I have a data frame that is not z-score converted. I want to delete from the data frame (and convert to NA) only those values that are higher or equal to 4, without dropping any row or column.

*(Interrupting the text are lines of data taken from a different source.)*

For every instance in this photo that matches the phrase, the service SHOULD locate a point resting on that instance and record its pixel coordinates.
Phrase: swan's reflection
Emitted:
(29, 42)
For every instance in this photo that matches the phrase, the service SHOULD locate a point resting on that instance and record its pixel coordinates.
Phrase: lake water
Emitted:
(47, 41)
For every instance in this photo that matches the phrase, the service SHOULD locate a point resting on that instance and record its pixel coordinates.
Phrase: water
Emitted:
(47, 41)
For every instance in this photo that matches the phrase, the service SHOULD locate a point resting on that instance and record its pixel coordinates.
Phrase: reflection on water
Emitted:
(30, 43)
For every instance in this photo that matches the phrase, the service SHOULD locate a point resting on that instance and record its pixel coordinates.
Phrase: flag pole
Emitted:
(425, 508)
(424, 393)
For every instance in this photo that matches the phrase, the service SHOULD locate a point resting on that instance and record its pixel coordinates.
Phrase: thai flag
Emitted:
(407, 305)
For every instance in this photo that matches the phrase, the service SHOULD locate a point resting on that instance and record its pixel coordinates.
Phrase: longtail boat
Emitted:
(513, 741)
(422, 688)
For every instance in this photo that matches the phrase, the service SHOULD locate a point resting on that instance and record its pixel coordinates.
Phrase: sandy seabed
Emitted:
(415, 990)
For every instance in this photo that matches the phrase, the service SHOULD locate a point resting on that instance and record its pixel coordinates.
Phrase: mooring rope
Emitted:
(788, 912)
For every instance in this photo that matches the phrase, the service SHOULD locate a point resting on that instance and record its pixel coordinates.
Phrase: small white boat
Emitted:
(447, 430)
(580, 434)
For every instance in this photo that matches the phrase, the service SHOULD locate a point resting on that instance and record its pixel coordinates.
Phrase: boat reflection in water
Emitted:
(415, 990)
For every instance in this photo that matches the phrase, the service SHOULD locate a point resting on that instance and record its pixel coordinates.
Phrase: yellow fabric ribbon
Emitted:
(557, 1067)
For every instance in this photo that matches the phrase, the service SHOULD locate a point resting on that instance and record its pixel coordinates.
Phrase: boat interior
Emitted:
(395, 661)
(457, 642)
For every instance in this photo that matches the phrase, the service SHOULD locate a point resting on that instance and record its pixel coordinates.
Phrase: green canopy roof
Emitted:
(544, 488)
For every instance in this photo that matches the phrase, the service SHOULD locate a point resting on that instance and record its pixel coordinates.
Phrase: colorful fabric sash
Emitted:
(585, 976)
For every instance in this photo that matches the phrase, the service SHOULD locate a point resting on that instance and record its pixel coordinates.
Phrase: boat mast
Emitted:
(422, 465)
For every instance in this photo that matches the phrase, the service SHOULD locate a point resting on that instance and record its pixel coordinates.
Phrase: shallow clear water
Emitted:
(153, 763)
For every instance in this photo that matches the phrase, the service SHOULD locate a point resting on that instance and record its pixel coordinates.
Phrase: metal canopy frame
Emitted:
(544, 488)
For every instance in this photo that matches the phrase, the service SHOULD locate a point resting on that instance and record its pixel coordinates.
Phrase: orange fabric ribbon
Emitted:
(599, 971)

I would appreciate an answer.
Best
CodePudding user response:
You can use the following code:
df <- data.frame(v1 = c(1,3,6,7,3),
v2 = c(2,1,4,6,7),
v3 = c(1,2,3,4,5))
df
#> v1 v2 v3
#> 1 1 2 1
#> 2 3 1 2
#> 3 6 4 3
#> 4 7 6 4
#> 5 3 7 5
is.na(df) <- df >= 4
df
#> v1 v2 v3
#> 1 1 2 1
#> 2 3 1 2
#> 3 NA NA 3
#> 4 NA NA NA
#> 5 3 NA NA
Created on 2022-07-10 by the reprex package (v2.0.1)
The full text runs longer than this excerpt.